We can retrieve data from a Sequence using two different syntaxes. If we only want to download a single variable inside the Sequence, it's easier to slice it directly:
>>> print seq['id'][:]
[1, 2, 3, 4, 5]
Note that we cannot index Sequences; we have to retrieve everything using the [:] slice. Technically the DAP allows indexing Sequences; this is a (current) limitation of pydap since few servers support this.
We can also treat a Sequence as a typical Python iterable; in this case, it will return a series of objects of type StructureType. A Structure is also a dict–like object that holds other variables:
>>> for struct in seq:
... print struct['lat'].data, struct['lon'].data
10.1000003815 103.0
10.1999998093 93.0
10.3000001907 83.0
10.3999996185 73.0
10.5 63.0
Filtering Sequences
A great advantage of Sequences is that they can be filtered on the server–side using a SQL–like syntax. Pydap has two different syntaxes for filtering Sequences: the sure way, and the fun way.

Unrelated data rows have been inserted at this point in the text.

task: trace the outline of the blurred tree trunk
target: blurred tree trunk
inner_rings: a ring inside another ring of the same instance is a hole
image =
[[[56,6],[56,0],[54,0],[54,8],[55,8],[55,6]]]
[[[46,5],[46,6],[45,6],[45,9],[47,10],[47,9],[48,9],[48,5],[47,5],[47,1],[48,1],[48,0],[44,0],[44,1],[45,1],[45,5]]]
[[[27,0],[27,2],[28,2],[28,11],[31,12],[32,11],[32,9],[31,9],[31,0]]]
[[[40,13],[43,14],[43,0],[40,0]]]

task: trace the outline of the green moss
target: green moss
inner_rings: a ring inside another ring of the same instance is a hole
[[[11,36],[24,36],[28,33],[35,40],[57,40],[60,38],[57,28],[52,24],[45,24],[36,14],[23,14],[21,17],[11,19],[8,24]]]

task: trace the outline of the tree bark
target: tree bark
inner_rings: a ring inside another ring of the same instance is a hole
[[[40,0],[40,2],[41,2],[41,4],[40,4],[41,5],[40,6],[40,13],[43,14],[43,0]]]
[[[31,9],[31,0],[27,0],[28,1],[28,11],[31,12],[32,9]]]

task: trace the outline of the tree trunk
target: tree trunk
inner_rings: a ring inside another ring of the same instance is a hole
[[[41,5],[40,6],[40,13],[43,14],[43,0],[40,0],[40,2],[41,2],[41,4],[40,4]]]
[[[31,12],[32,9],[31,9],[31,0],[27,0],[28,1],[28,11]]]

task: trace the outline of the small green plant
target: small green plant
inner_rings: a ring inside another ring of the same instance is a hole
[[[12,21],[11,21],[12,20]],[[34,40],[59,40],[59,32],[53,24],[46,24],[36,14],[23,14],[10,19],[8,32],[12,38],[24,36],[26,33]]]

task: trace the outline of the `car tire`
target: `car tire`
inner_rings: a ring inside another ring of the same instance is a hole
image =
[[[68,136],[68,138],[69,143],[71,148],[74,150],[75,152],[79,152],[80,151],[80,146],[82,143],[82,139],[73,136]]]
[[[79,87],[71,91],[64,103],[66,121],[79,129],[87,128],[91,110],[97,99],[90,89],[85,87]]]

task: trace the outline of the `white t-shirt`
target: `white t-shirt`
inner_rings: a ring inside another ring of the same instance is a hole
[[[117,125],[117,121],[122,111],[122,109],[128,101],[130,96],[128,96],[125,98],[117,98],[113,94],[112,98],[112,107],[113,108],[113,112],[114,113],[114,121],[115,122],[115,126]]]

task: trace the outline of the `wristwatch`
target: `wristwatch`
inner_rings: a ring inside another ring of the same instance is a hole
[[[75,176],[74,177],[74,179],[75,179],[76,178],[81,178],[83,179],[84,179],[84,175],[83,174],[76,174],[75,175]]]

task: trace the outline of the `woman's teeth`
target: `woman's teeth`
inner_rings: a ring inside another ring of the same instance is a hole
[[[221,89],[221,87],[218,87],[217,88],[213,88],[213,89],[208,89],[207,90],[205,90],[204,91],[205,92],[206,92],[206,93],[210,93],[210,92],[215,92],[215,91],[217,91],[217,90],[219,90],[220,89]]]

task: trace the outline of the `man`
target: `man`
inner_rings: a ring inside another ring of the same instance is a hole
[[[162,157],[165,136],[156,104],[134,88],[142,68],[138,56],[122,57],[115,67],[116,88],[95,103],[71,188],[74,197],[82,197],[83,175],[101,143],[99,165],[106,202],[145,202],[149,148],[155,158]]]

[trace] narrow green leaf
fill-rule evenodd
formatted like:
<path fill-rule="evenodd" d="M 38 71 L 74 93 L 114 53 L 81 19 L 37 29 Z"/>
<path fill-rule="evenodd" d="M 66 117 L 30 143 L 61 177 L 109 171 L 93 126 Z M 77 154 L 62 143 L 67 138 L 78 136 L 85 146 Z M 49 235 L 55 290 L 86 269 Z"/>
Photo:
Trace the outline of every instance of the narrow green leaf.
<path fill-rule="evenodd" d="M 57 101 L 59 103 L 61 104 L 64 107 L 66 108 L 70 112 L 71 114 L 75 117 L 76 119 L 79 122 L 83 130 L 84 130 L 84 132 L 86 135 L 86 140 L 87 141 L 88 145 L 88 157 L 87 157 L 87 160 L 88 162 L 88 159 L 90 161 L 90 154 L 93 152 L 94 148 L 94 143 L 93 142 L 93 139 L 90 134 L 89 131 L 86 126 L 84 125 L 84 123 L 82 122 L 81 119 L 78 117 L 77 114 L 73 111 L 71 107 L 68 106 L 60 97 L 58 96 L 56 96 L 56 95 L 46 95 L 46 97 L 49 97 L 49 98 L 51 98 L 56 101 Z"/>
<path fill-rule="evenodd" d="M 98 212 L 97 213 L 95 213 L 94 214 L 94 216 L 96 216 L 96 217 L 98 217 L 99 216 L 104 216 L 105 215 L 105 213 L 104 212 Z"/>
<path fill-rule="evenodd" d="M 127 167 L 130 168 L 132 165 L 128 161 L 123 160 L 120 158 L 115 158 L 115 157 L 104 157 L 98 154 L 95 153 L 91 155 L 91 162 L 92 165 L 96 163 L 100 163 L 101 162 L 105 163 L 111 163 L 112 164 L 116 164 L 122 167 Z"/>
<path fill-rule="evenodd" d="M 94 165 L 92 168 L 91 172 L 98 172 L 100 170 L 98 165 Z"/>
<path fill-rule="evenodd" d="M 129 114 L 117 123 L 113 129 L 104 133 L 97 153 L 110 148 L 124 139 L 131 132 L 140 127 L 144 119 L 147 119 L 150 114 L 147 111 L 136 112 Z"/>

The sure way requires you to know a little bit about how the DAP works. If you want to retrieve values where lon is smaller than 100, for example, you would do this:
>>> filtered_seq = seq.filter('%s<100' % seq.lon.id)

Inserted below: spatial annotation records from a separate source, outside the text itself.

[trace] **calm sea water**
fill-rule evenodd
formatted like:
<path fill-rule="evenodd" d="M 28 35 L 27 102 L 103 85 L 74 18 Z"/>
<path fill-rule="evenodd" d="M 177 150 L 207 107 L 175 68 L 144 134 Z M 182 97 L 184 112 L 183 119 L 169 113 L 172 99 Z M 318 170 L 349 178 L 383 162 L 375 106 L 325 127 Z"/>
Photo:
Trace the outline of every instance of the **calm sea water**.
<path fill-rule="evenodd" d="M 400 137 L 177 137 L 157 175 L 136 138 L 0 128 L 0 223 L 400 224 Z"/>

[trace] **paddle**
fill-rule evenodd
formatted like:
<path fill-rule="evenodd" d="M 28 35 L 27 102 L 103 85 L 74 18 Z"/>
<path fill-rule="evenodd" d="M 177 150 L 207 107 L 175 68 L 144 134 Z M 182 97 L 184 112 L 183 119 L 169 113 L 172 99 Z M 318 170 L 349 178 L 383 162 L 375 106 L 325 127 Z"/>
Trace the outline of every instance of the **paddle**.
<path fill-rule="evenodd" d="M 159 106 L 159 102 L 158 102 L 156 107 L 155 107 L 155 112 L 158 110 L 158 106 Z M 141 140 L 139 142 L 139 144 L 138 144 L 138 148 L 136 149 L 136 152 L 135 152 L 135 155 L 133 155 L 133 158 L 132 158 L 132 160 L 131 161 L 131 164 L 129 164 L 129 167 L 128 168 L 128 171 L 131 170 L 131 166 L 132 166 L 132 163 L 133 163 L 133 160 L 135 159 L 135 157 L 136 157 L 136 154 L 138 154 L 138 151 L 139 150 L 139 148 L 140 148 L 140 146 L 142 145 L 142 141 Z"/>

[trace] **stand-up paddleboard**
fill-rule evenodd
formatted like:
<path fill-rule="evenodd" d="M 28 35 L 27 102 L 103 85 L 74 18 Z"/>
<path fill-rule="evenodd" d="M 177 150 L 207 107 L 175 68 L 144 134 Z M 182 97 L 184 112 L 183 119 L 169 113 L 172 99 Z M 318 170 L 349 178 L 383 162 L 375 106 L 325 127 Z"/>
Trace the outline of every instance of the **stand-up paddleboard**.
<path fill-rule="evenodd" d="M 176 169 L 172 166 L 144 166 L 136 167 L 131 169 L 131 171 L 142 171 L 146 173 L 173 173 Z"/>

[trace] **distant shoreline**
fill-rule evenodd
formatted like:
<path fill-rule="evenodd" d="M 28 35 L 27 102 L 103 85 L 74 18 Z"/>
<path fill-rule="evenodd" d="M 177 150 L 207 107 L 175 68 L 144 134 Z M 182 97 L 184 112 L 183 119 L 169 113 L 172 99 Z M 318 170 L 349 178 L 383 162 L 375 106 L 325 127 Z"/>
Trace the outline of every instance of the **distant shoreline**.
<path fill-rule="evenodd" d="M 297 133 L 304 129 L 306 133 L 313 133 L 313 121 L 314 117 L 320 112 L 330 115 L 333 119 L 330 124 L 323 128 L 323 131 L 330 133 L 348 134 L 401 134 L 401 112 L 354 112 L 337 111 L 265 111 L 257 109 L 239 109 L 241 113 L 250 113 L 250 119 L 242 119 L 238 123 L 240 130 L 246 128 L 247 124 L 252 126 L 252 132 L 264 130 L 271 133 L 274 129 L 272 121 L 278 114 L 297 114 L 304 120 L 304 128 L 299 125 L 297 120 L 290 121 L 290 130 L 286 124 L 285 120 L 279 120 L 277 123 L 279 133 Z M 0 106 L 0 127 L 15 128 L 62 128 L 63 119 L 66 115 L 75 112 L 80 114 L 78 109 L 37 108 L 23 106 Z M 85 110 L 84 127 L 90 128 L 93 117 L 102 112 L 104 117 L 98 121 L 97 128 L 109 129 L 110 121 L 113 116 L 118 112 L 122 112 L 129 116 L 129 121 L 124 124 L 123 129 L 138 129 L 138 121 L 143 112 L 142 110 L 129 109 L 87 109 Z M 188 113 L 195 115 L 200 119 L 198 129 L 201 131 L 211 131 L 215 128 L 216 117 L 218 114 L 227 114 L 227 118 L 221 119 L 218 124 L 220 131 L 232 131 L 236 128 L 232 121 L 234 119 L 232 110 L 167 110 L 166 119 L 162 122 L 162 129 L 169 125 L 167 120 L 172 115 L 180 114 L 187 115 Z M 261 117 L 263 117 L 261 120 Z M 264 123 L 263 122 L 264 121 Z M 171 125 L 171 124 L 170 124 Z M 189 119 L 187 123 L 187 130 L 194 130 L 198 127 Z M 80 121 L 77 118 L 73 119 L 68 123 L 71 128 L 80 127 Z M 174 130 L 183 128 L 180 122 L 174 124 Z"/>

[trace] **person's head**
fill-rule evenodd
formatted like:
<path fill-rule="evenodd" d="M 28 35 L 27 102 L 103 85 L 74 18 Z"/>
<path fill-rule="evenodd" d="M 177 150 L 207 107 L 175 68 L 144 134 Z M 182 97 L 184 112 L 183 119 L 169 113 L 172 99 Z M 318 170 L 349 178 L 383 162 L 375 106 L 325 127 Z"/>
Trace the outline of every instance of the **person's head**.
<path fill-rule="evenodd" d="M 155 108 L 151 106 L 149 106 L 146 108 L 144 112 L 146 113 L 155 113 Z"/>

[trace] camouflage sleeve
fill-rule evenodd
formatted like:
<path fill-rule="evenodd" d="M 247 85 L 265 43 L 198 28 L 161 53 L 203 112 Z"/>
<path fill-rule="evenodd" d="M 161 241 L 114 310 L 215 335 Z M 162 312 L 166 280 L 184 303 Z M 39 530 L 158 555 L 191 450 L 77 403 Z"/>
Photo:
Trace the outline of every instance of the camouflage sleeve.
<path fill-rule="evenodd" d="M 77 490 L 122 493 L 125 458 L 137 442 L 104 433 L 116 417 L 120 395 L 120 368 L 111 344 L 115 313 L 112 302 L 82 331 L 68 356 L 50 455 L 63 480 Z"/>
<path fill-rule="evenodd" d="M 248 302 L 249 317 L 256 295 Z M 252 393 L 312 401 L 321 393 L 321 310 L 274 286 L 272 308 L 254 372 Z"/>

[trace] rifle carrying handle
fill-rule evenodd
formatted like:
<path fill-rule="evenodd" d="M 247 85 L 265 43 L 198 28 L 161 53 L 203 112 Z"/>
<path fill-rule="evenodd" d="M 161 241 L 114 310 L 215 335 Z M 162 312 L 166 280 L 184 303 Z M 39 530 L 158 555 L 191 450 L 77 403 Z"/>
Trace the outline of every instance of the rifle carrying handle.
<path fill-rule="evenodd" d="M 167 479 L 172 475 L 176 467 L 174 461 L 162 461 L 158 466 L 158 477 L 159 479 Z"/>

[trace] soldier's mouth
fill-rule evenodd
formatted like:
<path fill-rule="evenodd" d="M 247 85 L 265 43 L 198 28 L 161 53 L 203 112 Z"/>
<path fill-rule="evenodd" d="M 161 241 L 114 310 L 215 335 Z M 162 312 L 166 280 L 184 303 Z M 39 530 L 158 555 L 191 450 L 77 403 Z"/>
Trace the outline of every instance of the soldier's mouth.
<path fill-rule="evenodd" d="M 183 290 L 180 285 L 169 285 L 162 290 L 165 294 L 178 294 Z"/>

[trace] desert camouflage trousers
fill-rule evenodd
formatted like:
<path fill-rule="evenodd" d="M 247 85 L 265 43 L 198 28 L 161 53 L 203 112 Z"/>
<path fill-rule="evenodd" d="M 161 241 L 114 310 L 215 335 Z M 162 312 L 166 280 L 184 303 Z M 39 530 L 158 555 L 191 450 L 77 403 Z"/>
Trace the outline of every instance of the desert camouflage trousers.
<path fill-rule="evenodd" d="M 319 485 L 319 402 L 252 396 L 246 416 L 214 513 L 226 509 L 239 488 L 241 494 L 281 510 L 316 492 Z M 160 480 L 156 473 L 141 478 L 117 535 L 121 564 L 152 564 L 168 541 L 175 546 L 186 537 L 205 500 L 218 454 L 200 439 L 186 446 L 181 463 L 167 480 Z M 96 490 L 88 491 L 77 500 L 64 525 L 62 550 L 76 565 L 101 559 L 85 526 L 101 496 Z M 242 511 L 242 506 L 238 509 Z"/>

>>> for struct in filtered_seq:
... print struct['lat'].data, struct['lon'].data
10.1999998093 93.0
10.3000001907 83.0
10.3999996185 73.0
10.5 63.0
The filter() method allows any number of filters, that must be defined using the variables' ids — that's why we used seq.lon.id to build it. There's an easier way to filter Sequences though: just filter it like you would filter any other Python iterable. You could use a list comprehension, for example:
>>> filtered_seq = [struct for struct in seq if struct['lon'] < 100]
>>> for struct in filtered_seq:
... print struct['lat'].data, struct['lon'].data
10.1999998093 93.0
10.3000001907 83.0
10.3999996185 73.0
10.5 63.0
Tipically, this would download all the data (at the struct for struct in seq part) and then filter it on the client–side. But pydap is smart enough to inspect the frame stack, extract the appropriate source code, parse it, build a server–side filter and use it while retrieving the data. Here's the proof, when we add debugging and run it non-interactively:
dataset = open('http://test.opendap.org/test.csv', verbose=1)

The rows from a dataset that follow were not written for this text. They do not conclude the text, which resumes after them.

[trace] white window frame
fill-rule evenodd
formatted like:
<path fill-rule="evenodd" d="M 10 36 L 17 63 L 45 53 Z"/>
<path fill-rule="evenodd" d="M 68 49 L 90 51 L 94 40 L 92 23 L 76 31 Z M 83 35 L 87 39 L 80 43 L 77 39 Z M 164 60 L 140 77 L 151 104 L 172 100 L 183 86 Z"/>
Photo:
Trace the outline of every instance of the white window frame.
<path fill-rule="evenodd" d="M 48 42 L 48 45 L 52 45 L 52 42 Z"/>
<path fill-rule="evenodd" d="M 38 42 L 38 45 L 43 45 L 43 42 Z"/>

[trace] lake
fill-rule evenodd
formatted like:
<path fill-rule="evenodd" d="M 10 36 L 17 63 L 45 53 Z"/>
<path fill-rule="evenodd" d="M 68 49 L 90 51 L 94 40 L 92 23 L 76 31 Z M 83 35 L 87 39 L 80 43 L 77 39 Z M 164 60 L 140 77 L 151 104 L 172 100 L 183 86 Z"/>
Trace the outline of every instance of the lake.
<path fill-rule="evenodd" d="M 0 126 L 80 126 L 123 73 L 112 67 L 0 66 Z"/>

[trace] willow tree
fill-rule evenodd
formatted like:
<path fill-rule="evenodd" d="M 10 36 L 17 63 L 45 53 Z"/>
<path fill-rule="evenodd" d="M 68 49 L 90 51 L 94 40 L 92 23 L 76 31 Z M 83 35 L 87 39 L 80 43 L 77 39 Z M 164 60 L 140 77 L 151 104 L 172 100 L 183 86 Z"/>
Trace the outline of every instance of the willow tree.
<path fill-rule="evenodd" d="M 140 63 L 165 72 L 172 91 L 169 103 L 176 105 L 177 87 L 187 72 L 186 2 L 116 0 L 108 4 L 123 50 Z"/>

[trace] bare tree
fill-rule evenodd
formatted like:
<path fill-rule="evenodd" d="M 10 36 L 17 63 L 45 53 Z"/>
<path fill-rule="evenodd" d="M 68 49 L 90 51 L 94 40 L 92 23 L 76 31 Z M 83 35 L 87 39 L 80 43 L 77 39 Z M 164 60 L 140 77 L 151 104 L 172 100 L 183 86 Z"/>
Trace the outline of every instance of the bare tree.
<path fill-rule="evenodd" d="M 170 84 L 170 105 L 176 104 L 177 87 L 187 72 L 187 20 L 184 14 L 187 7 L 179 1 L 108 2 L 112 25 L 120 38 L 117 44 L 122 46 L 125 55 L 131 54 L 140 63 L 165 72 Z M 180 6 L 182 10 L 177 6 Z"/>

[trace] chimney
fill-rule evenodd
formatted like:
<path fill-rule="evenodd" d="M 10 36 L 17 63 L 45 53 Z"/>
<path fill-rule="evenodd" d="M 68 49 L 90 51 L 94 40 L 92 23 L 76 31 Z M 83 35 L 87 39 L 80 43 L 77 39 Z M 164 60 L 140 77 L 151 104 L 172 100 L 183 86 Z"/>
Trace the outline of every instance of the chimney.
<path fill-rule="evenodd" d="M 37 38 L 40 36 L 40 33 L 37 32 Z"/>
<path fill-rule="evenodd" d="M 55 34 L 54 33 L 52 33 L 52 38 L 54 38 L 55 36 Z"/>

http://localhost:8080/test.csv.dds
http://localhost:8080/test.csv.das
filtered_seq = [struct for struct in dataset.test if struct['lon'] < 100]
http://localhost:8080/test.csv.dods?test.id&test.lon<100
http://localhost:8080/test.csv.dods?test.lat&test.lon<100
http://localhost:8080/test.csv.dods?test.lon&test.lon<100
This method also works with generator expressions. The nice thing about it is that in the event that it fails the data will still be filtered on the client–side by the list comprehension / generator expression! This means that it will always work, even though sometimes it's not as efficient as possible.